Robert A. Bianchi, Esq.

By: Robert (Bob) Bianchi, Esq.

The sensational trial of Amber Guyger, a former Dallas Police officer, of victim, Jean Botham was fascinating on many levels.

I covered this entire trial as a host on the Law & Crime Trial Network where our professional expert hosts and guests hotly debated this trial.

Factually, Amber Guyger after a 15-hour shift returns to her apartment complex.  As many others in the apartment did due to its design, she accidentally parked on the wrong parking deck and got off on the wrong floor. She went to an apartment, thinking it was hers, and entered.  Therein, was Jean Botham, who was the actual tenant of that apartment.  Thinking Botham was an intruder in her apartment, she shot two times and killed Mr. Botham.

By all accounts, Mr. Botham was a wonderful man. Mr. Botham’s background was compelling.  He was a God-fearing man and singer of note at his church.  His last moments were watching TV and eating ice cream. One can only imagine his fear in the final moments of his life.

A mistake of monumental dimension.  Mr. Botham was dead, and Amber Guyger was now a defendant in a sensational trial that captured the Nation’s attention.

But, the fact is (despite those with blinders on, or an agenda to fulfill) that Amber Guyger made a mistake.

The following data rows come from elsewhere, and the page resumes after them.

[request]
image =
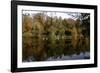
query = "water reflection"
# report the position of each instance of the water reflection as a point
(49, 49)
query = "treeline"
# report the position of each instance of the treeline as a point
(39, 27)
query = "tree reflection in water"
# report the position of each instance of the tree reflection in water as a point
(62, 49)
(47, 38)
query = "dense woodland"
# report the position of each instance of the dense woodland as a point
(44, 36)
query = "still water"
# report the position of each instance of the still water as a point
(54, 49)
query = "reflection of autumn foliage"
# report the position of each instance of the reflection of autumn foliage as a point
(41, 29)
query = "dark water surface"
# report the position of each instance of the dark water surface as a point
(49, 49)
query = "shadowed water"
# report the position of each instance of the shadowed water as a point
(49, 49)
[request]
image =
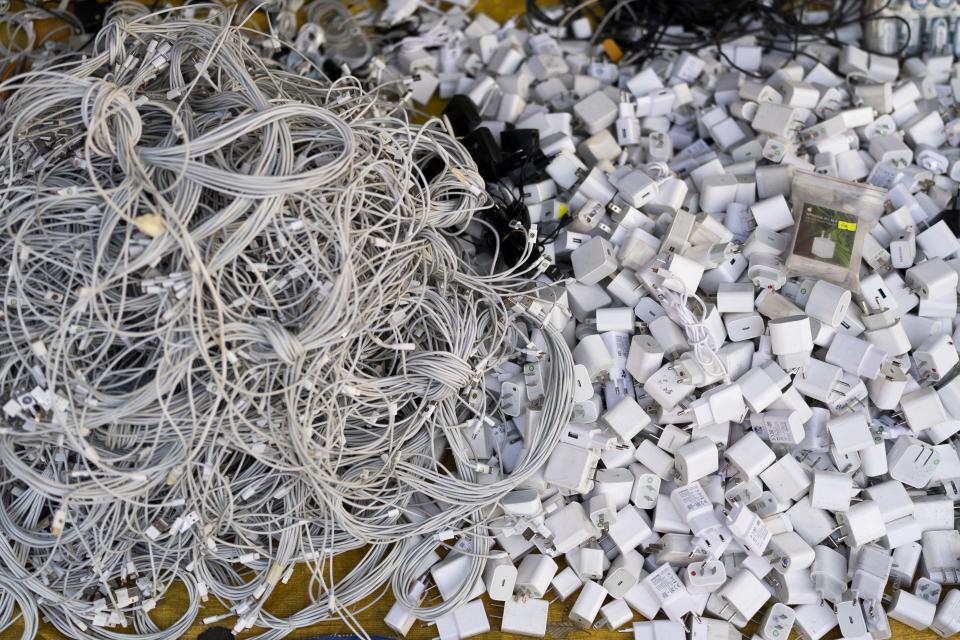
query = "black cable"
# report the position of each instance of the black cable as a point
(644, 28)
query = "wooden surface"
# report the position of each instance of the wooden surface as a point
(289, 598)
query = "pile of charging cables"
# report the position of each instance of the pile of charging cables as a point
(241, 331)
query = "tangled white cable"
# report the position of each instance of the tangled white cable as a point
(239, 330)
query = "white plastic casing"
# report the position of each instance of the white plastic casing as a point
(862, 523)
(525, 617)
(786, 479)
(831, 490)
(946, 622)
(566, 583)
(750, 455)
(587, 605)
(744, 593)
(534, 575)
(911, 610)
(626, 419)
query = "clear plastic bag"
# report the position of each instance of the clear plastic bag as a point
(831, 217)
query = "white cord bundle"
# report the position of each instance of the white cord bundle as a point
(238, 334)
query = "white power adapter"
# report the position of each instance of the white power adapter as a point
(710, 532)
(831, 490)
(777, 622)
(749, 455)
(525, 617)
(786, 479)
(566, 583)
(674, 599)
(587, 605)
(705, 576)
(946, 622)
(911, 610)
(744, 594)
(850, 432)
(912, 462)
(500, 577)
(748, 529)
(791, 341)
(534, 575)
(696, 459)
(593, 261)
(862, 523)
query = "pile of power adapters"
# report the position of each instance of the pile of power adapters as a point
(758, 255)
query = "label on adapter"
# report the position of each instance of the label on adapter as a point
(758, 537)
(826, 235)
(778, 429)
(664, 582)
(693, 497)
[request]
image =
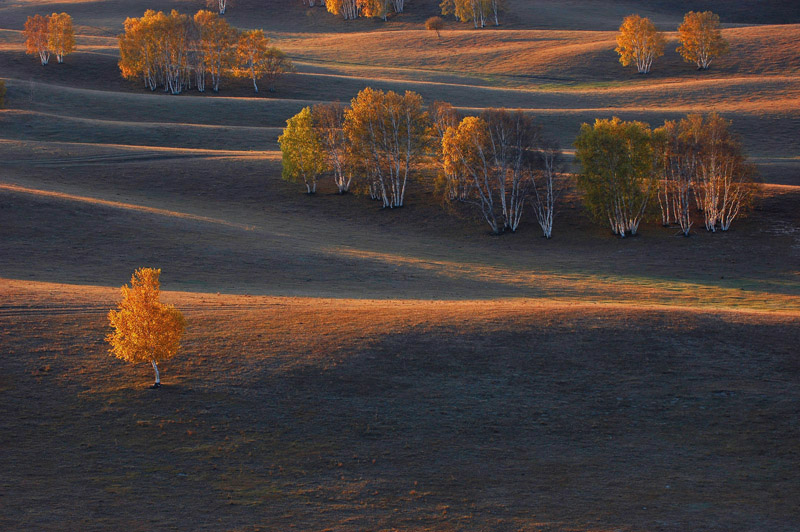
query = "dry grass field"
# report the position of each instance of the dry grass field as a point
(348, 368)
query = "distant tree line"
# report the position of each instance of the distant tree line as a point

And, she was convicted of murder by the jury, the highest charge in the indictment, although the jury had the ability to convict her of lesser offenses or acquit her altogether. In Texas, the jury determines the sentence and the law there provides for a sentencing range of 5-99 years in state prison.  It was up to the jury as to how much time she would serve.

The jury ultimately delivered a 10-year sentence.  Now, many objected to this “light sentence.”  Even some of my most trusted and respected colleagues felt the sentence for murder was too little, too indulging. I disagree!

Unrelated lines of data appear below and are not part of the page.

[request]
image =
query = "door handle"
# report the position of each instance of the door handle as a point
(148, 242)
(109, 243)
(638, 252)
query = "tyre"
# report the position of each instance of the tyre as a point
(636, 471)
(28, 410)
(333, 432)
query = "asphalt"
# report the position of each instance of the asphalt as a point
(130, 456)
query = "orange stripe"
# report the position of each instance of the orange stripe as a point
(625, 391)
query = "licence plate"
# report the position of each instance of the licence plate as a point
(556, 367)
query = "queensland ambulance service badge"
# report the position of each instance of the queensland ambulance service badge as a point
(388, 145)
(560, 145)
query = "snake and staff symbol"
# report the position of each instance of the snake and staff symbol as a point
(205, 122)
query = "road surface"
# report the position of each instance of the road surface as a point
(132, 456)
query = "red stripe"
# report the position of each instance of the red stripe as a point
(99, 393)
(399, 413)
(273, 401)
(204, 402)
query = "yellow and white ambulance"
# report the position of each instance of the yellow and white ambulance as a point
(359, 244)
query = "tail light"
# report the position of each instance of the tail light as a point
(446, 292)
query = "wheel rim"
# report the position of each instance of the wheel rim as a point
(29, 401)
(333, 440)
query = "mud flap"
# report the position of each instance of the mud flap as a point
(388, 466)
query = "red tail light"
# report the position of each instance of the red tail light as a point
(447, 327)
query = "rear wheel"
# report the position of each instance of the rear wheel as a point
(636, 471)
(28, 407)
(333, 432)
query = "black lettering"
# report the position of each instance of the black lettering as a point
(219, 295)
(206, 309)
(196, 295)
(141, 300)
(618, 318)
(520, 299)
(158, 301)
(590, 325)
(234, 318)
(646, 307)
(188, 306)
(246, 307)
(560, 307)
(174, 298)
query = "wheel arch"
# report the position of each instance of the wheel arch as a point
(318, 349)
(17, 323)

I think this jury did what they were instructed to do.  They demonstrated their seriousness by convicting her of murder.  But the jury, those that heard all of the evidence, knew in the end that Amber Guyger should not be sentenced like those that murder out of “ill will” hatred, anger, or other more sinister motivations to kill.  It was clear to them, as it was me, that Mrs. Guyger’s actions were a tragic mistake! And, their sentence reflected that very fact.

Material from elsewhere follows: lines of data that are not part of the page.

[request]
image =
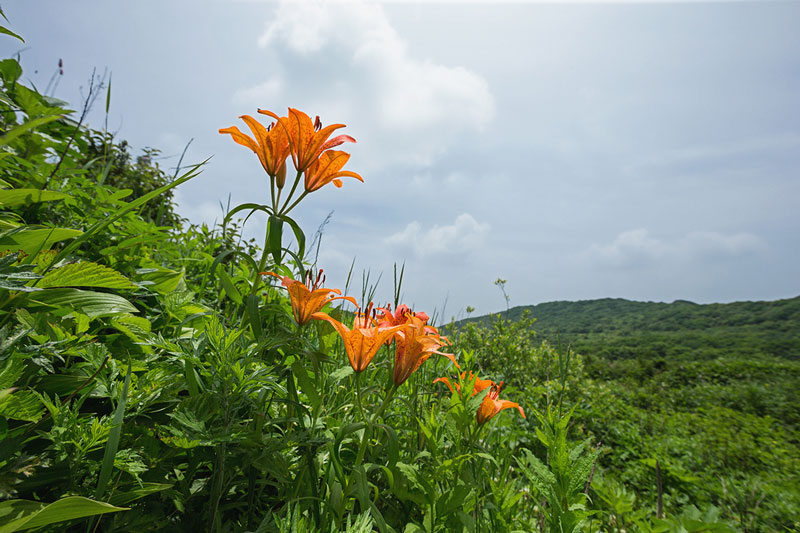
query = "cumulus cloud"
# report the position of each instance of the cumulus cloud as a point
(463, 235)
(256, 95)
(348, 58)
(636, 247)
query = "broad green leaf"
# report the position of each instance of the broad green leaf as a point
(123, 498)
(85, 275)
(23, 197)
(18, 515)
(31, 241)
(93, 304)
(13, 133)
(164, 281)
(10, 70)
(22, 405)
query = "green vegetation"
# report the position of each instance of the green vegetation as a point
(153, 377)
(708, 391)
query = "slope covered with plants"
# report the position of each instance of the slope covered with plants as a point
(709, 391)
(164, 376)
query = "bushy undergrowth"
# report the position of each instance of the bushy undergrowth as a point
(153, 377)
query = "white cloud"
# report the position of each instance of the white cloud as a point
(348, 58)
(464, 235)
(637, 247)
(256, 95)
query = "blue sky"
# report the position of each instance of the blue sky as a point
(645, 150)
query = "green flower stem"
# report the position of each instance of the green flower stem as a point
(305, 193)
(365, 437)
(272, 182)
(358, 398)
(283, 210)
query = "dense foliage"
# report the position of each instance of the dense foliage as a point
(710, 391)
(153, 377)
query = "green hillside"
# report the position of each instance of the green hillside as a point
(614, 328)
(708, 391)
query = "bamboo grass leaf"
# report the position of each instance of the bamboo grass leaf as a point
(113, 437)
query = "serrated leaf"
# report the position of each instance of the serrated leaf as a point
(22, 405)
(90, 303)
(164, 281)
(32, 241)
(85, 275)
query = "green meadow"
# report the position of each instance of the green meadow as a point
(160, 375)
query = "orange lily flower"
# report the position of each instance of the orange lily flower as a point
(480, 384)
(363, 341)
(308, 140)
(491, 405)
(271, 144)
(387, 319)
(414, 346)
(307, 301)
(326, 169)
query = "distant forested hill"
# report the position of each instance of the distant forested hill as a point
(614, 328)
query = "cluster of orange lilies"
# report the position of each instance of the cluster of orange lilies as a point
(311, 149)
(309, 145)
(415, 341)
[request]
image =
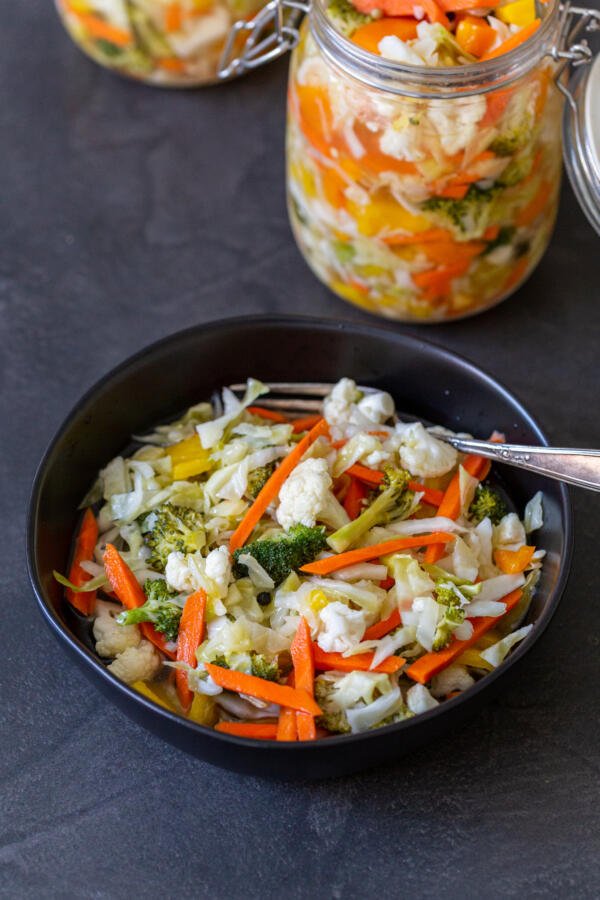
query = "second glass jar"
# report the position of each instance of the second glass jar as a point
(422, 195)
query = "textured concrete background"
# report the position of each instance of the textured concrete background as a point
(130, 213)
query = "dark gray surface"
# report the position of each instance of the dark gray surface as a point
(130, 214)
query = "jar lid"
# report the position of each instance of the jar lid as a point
(581, 129)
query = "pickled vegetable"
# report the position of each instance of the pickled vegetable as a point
(423, 209)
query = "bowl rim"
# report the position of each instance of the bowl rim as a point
(296, 322)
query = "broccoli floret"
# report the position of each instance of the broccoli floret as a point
(487, 503)
(169, 528)
(332, 718)
(159, 609)
(513, 139)
(283, 553)
(453, 615)
(466, 215)
(346, 17)
(392, 501)
(258, 478)
(275, 669)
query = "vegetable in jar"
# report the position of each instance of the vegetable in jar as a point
(424, 152)
(173, 43)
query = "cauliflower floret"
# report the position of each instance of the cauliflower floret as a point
(378, 407)
(139, 663)
(306, 497)
(112, 638)
(456, 122)
(337, 407)
(342, 627)
(192, 572)
(509, 532)
(465, 561)
(218, 568)
(422, 454)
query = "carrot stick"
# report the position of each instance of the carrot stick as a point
(424, 668)
(513, 561)
(450, 505)
(84, 550)
(286, 724)
(266, 413)
(361, 662)
(270, 691)
(191, 629)
(304, 677)
(305, 423)
(514, 41)
(271, 489)
(98, 28)
(130, 594)
(353, 502)
(380, 629)
(258, 731)
(173, 17)
(364, 554)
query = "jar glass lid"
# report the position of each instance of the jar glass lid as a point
(581, 126)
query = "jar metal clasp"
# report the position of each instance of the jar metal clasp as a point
(271, 33)
(571, 48)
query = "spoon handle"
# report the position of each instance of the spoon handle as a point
(572, 465)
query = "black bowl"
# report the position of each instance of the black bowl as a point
(161, 381)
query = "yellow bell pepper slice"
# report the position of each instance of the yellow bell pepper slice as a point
(189, 458)
(520, 12)
(385, 215)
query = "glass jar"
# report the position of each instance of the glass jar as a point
(173, 43)
(416, 193)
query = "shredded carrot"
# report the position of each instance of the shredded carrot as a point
(513, 561)
(191, 630)
(424, 668)
(364, 554)
(258, 731)
(99, 29)
(271, 489)
(355, 496)
(271, 414)
(281, 694)
(536, 206)
(286, 724)
(304, 677)
(305, 423)
(172, 64)
(514, 40)
(450, 505)
(173, 17)
(380, 629)
(130, 594)
(83, 601)
(361, 662)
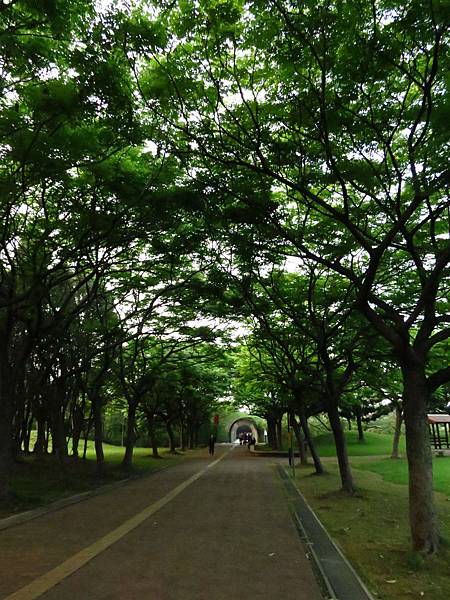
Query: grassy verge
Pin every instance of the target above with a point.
(40, 481)
(373, 531)
(373, 444)
(396, 471)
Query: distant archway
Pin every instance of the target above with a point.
(243, 425)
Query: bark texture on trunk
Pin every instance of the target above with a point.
(422, 511)
(359, 424)
(271, 432)
(397, 431)
(152, 434)
(312, 447)
(299, 437)
(98, 431)
(341, 447)
(127, 461)
(279, 433)
(171, 436)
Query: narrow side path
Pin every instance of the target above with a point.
(228, 533)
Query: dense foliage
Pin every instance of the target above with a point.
(174, 168)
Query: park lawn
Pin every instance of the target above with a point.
(396, 471)
(40, 481)
(372, 529)
(373, 444)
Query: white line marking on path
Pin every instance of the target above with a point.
(43, 584)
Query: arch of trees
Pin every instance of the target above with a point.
(173, 168)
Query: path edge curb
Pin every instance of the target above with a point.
(30, 515)
(309, 544)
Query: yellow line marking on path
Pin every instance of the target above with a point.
(43, 584)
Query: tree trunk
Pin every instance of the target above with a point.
(58, 432)
(77, 426)
(6, 430)
(171, 436)
(279, 433)
(422, 512)
(96, 407)
(271, 432)
(183, 441)
(127, 461)
(359, 423)
(397, 431)
(341, 447)
(309, 440)
(298, 435)
(39, 445)
(152, 434)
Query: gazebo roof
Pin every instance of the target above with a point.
(439, 418)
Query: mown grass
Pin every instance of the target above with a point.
(396, 471)
(373, 530)
(37, 481)
(373, 444)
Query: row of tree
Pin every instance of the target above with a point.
(262, 161)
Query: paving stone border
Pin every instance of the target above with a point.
(339, 578)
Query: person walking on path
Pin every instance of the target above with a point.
(211, 443)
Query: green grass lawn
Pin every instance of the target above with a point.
(373, 444)
(40, 481)
(396, 471)
(372, 529)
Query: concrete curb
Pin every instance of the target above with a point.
(338, 575)
(29, 515)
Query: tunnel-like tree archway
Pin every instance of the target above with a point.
(243, 425)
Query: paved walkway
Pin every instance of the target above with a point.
(188, 532)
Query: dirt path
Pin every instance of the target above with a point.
(227, 533)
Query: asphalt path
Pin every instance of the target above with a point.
(205, 529)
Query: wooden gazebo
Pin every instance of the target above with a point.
(439, 427)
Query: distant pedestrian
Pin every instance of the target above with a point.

The jury delivered a measured and reasonable sentence that both delivered a message (I guess, as mistakes are unanticipated events) and showed balance and wisdom.

But, something very beautiful, more powerful, inspiring and attention-getting occurred to the surprise of many court watchers-even me who after 30 years as an assistant prosecutor, Head NJ county Prosecutor, and now criminal defense attorney.

Just to preface. When I became the Morris County Prosecutor, the first thing I told my staff of awesome assistant prosecutors was that it was our job to judge conduct, not people. Once we objectify defendants, do not take into account context, mitigating circumstances, mercy and balance, we may overreach. It was our jobs (at least in my view) to achieve “justice.”  But, justice means different things to different people. What I did know, however, was that if we demonize the defendants it made it easier for us to go too far.

During the Amber Guyger sentence, his brother, Brandt Botham, took the stand to offer “victim impact” testimony. I have never seen anything like it, nor has any lawyer I know witnessed either.

From the witness stand, and without vitriol, accusations, hatred, or disgust, a visibly anguished Brandt spoke to the convicted ex-police officer, telling her he forgave her.  He said that he only wished that she found Jesus as her solace- and that is what Jean Botham would have wanted.  Brandt, a soft-spoken, gentle man, then asked the judge if he could give his brother’s killer a hug.  After a pause at the unusual request (not to mention security risk) that judge granted him permission to do so.

The hug is not articulable, but something you have to see.  Two wounded “adversaries” embarrassed one another for a prolonged period of time.  It was moving. But it was not over!

Judge Tammy Kemp also came down from the bench and hugged the family of the victim, and the defendant.  She also gave the defendant her very own Bible and referenced her to a paragraph to read, John 3:16.

Many have opined that Brandt was appropriate in his actions, but that judge Kemp was not.  I get it, no doubt it was unorthodox. But, was it wrong? I say no way!  What judge Kemp did was much like what I told my assistant prosecutors.  We judge conduct, not people.  I never reveled in putting any person in jail as a prosecutor-it was a part of my job to bring justice to the victims of crime. But, I never personalized it with the defendants I convicted and put away.

Here, judge Kemp’s job was done.  She handled the case with skill and aptitude. But nevertheless, she and Brandt did something I think we all could take note of.

They didn’t merely espouse their faith, they put it into meaningful and compelling action.  They showed compassion, mercy, and a willingness to say you can be saved, you are still valuable, you are still worthy – despite your transgression(s).

Do I think judge Kemp does this in every case?  I doubt it.  I think that she realized that in the end Amber Guyger was not a plotting, heinous, calculated killer. She was merely a young woman who made a tragic mistake.

I applaud Brandt and judge Kemp for showing us what faith in action really looks like!